Haiti Rebels Set Sights On Capital
A sense of dread settled over Haiti's capital on Wednesday as rebels prepared to attack and pressure mounted on President Jean-Bertrand Aristide to resign.
Police watched idly as thieves wearing black ski masks and armed with guns and stones swarmed motorists trapped by roadblocks, stripping people -- many of them attempting to flee the city -- of luggage, handbags and cell phones.
International support for Aristide appeared to crumble, with French officials saying Wednesday night that they now backed a coalition government that didn't include him.
"He does not have our support," a senior official at the French Foreign Ministry in Paris told Knight Ridder. "We will now move to support a government of national unity."
In Florida, a freighter with 21 Haitians on board was intercepted by the Coast Guard off the coast of Miami Beach on Wednesday, hours after President Bush urged Haitians not to flee their homeland despite escalating violence.
"With violence increasing and food shortages widespread, the threat of an exodus is real," said CBS News Foreign Affairs Analyst Pamela Falk.
Mr. Bush repeated the United States' oft-stated policy in recent days that it will turn back any Haitian refugees trying to reach American shores.
The rebels have overrun half of Haiti, including its second-largest city, Cap-Haitien, where their leader, Guy Philippe, told the Associated Press on Wednesday that they were taking a wait-and-see approach to proposals to send international peacekeepers.
"If they do not attack the Haitian people, we won't attack them," he said. "If they come to help us to remove Mr. Aristide, they will be welcome."
Asked when they planned to move on Port-au-Prince, he said: "We're ready. We just want to give a chance to peace," indicating they would hold off. "We're ready to talk to anyone. The only one the country doesn't want is Mr. Aristide."
There was talk in Washington, Paris, the Caribbean and at the United Nations of intervention by a team of international peacekeepers. But there seemed to be little agreement on what course to pursue.
At the United Nations, the Security Council scheduled an emergency meeting for today to consider a request by Jamaican Prime Minister P.J. Patterson, chairman of the 15-member Caribbean Community, that a U.N.-led peacekeeping force be sent to Haiti.
President Bush predicated a "security presence" in Haiti on a settlement between Aristide and his political opponents. But leaders of other nations disagreed with that condition, and Aristide's political opponents maintained that Aristide must go.

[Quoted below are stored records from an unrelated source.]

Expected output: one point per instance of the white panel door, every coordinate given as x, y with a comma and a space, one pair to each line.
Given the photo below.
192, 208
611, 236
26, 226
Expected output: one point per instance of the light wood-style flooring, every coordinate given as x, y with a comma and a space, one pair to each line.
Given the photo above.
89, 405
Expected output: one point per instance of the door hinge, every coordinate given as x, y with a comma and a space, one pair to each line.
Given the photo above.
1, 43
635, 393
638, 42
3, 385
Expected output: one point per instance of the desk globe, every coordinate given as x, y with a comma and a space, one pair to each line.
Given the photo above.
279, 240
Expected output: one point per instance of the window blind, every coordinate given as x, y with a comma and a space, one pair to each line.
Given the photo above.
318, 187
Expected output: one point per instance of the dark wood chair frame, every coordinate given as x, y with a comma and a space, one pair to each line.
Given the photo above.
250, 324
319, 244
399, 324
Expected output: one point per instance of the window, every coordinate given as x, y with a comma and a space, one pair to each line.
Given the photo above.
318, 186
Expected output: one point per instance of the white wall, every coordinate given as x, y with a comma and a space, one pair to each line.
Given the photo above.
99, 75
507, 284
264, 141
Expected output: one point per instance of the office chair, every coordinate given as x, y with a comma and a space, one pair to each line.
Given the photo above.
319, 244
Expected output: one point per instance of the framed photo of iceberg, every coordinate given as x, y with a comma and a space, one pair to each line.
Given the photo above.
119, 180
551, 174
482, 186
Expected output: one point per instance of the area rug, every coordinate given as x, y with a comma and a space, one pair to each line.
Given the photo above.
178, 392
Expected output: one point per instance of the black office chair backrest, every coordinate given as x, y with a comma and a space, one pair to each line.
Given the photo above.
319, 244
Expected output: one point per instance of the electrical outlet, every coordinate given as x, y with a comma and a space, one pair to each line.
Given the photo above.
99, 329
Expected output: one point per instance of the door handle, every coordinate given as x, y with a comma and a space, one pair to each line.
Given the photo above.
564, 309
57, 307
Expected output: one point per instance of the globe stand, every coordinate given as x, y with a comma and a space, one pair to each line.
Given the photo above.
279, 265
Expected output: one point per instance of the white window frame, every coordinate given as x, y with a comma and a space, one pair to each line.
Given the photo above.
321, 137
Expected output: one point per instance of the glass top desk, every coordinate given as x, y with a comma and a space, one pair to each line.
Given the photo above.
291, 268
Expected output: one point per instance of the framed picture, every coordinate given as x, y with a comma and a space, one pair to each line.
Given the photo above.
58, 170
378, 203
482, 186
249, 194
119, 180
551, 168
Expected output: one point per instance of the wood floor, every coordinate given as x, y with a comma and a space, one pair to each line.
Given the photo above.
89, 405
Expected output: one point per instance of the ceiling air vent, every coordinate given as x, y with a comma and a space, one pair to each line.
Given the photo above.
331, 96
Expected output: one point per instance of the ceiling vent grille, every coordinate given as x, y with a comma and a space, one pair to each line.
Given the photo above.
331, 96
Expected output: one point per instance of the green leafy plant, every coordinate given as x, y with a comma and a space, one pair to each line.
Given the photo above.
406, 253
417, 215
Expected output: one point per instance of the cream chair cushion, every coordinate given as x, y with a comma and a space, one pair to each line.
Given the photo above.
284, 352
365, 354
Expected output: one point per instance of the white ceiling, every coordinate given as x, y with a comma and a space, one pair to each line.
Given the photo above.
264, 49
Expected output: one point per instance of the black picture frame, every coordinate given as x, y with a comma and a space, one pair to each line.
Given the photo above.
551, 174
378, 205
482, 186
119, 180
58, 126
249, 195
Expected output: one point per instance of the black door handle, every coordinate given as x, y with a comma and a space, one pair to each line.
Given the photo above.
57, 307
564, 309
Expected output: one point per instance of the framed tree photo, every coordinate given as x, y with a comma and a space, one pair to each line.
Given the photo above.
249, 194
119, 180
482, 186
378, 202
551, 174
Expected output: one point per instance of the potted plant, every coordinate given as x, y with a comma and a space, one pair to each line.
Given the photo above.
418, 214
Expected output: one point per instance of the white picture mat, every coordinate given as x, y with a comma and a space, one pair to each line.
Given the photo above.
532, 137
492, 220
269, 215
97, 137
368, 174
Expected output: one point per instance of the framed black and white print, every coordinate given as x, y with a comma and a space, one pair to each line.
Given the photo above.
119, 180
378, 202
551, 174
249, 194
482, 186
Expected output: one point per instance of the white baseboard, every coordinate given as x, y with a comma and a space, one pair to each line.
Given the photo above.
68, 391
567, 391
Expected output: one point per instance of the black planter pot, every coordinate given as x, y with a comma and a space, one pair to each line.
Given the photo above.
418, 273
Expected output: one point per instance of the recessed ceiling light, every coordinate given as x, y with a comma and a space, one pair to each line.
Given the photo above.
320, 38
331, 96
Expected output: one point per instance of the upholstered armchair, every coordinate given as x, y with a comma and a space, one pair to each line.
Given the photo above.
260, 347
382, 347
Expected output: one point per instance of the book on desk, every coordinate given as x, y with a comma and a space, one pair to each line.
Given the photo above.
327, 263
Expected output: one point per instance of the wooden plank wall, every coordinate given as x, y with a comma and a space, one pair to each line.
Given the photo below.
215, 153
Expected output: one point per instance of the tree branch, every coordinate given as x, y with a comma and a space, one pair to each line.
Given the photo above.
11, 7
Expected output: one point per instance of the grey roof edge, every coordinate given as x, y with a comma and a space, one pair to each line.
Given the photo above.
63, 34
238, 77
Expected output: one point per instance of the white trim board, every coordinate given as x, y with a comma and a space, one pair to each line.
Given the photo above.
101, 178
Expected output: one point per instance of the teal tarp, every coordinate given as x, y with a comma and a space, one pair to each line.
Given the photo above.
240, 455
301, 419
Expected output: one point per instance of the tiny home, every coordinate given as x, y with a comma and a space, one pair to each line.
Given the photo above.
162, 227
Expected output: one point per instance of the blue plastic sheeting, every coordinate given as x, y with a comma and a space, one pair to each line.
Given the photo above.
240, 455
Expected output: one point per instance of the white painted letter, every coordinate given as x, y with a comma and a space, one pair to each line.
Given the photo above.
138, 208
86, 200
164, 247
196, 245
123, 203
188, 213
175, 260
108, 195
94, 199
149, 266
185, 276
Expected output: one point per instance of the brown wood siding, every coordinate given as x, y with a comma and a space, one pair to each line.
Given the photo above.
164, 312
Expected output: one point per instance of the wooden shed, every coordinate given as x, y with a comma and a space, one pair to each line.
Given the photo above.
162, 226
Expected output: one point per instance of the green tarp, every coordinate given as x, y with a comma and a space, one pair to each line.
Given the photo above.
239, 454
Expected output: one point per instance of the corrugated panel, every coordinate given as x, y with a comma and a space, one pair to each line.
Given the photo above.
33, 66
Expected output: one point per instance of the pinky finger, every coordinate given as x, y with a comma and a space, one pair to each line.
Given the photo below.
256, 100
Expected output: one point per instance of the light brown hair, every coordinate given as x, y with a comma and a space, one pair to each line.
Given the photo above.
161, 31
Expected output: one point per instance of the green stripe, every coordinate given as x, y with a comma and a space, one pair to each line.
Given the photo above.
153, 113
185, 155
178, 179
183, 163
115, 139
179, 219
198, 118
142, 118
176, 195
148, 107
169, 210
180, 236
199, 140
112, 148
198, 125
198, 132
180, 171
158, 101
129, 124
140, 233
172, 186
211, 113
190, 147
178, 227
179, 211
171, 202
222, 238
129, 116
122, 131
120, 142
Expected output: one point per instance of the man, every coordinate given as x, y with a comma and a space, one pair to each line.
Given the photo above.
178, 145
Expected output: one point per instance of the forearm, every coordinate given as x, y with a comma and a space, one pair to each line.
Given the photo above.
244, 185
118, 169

"U.S. and French negotiators are not yet reading from the same page," Falk said. "France is asking for an international force immediately to assure a return to order. Washington does not want to send troops until a negotiated solution is agreed to."
"There has been violence on the streets for a year," opposition leader Charles Baker said as chaos began to roil Port-au-Prince. "We can take a few more weeks. I guess that's the price we will have to pay for liberty and democracy."
Two men were killed by rebels in the northern city of Cap-Haitien, which was captured by rebels earlier this week. The three-week rebellion has now left 80 dead and dozens wounded.
The U.S. Embassy was closed by what American officials called "gang activity." Three American Airlines flights to Florida were delayed as passengers and airport employees struggled to get through roadblocks that materialized throughout the city and along the road to the airport.
Guy Lockrey, an autoworker from Flint, Mich., abandoned his car at a barricade and headed to the airport on foot with his suitcase when police picked him up.
"We didn't feel any tension until we got close to the capital," said Lockrey, who had been helping to build a church.
Most of the dozens of barricades, constructed from burning tires, large rocks and wrecked vehicles, were erected and guarded by militant Aristide supporters called chimeres, after a mythical fire-breathing creature.